Finalmente esgrimió, que la presente acción de tutela no atiende el principio de inmediatez, ya que la actora radicó la misma «en el mes de agosto de 2015, esto es, dos años y un mes después de emiti[do] el Auto de 29 de julio atacado, 9 meses después del Auto de 26 de diciembre y 6 [meses] vencidos (…) desde que [fue] emitido el Auto del 16 de febrero de 2015» (fls. 145 a 150, cdno. 1).

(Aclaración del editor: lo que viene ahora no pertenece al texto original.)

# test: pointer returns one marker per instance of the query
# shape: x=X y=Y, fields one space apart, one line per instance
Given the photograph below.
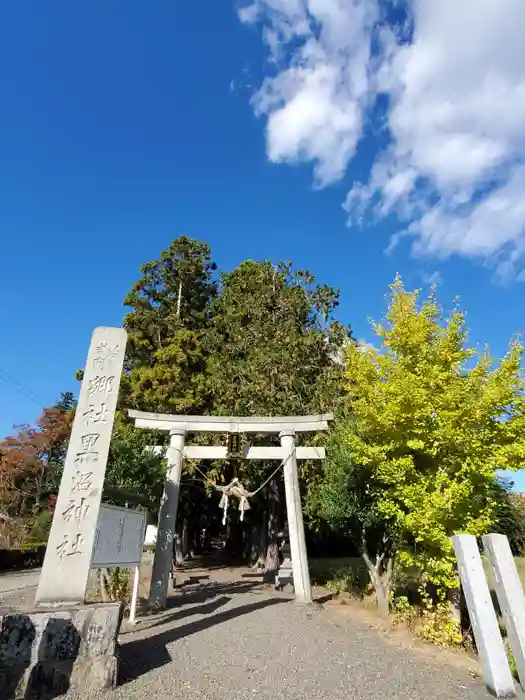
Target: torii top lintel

El agente interventor de las sociedades Rentafolio Bursátil y Financiero S.A.S., Valores Incorporados S.A.S., Compañía de Capitales S.A.S., Premium Capital Aprreciation Fund B.V. y Premium Capital Investment Advisor Ltda., luego de hacer un breve pronunciamiento frente a cada una de los reproches esgrimidos en el escrito de tutela, se opuso a la protección implorada, no sin antes indicar, que en ninguna de las decisiones cuestionadas se incurrió en causal de procedencia del amparo, y, que la tutelante «ha interpuesto a través de sus Abogados, sendas acciones de tutela alegando los mismos hechos y las mismas consideraciones de derecho», lo cual «implica un ejercicio abusivo y temerario de la acción de tutela» (fls. 246 a 257, cdno. 1).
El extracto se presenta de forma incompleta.